Le constat à faire dans cette «floraison» de commentaires et d’explications, tient des tentatives de fourvoiement des opinions publiques.
Une véritable guerre médiatique est menée par les agents du Makhzen aux quatre coins du monde pour créditer la thèse d’une grossière erreur diplomatique de l’Algérie dans sa décision de rompre les relations avec son voisin marocain. Même si les thèses algériennes ne sont pas absentes du débat, il reste que beaucoup d’intervenants, visiblement rémunérés par le Makhzen, falsifient grossièrement des vérités historiques et dépeignent une situation à l’opposé de ce qu’est la réalité sur le terrain, en Algérie, au Maroc et au Sahara occidental. Les agents de Rabat font feu de tout bois.
Ils occupent le moindre espace médiatique pour distiller leur version des faits. Lorsque ce genre de message est diffusé au sein d’une opinion publique très éloignée de ce qui se passe dans le Maghreb, le message peut faire tilt.
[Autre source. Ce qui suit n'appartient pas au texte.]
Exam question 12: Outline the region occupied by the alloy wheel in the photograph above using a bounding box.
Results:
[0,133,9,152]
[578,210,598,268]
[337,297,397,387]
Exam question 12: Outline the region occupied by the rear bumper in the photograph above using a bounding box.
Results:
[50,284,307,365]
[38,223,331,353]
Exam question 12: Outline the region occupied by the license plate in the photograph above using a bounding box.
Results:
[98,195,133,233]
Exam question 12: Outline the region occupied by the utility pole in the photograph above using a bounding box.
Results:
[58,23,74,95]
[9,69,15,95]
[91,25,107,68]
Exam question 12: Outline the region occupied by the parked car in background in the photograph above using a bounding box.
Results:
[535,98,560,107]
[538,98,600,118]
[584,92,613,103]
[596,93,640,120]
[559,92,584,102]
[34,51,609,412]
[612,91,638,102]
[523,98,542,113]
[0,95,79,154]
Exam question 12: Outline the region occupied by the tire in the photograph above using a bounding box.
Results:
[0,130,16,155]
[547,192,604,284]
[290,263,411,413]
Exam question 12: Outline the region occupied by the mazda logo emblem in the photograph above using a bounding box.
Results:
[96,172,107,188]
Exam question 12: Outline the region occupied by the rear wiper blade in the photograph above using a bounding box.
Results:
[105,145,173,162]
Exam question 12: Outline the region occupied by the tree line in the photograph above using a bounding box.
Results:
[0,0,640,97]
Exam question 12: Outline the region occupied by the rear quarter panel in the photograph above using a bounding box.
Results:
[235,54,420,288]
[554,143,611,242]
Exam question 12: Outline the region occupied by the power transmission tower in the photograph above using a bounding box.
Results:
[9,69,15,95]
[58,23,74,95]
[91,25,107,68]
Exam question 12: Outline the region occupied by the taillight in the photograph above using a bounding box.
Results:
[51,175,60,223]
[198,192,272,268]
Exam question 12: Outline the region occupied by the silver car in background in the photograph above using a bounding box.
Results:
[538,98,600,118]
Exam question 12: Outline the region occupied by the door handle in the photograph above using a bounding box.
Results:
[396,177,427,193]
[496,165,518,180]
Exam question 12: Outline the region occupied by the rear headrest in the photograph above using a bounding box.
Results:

On retiendra dans cette guerre des opinions publiques, une série d’articles dans des pays, dont on ne pourrait pas imaginer un intérêt pour une question de rupture de relations entre deux pays du continent africain. Pourtant tout cela a été fait et la presse chilienne a rendu compte de l’information dans ses dernières éditions. Vraisemblablement «travaillés» par les agents du Makhzen, les journalistes du Chili n’ont pas été chercher en profondeur les raisons de la brouille. Les thèses marocaines ont eu seules les honneurs des colonnes des journaux et les antennes des chaînes de télévision et des radios.
L’ambassadeur d’Algérie en poste au Chili est intervenu dans la presse de ce pays pour expliquer les véritables causes de la décision d’Alger.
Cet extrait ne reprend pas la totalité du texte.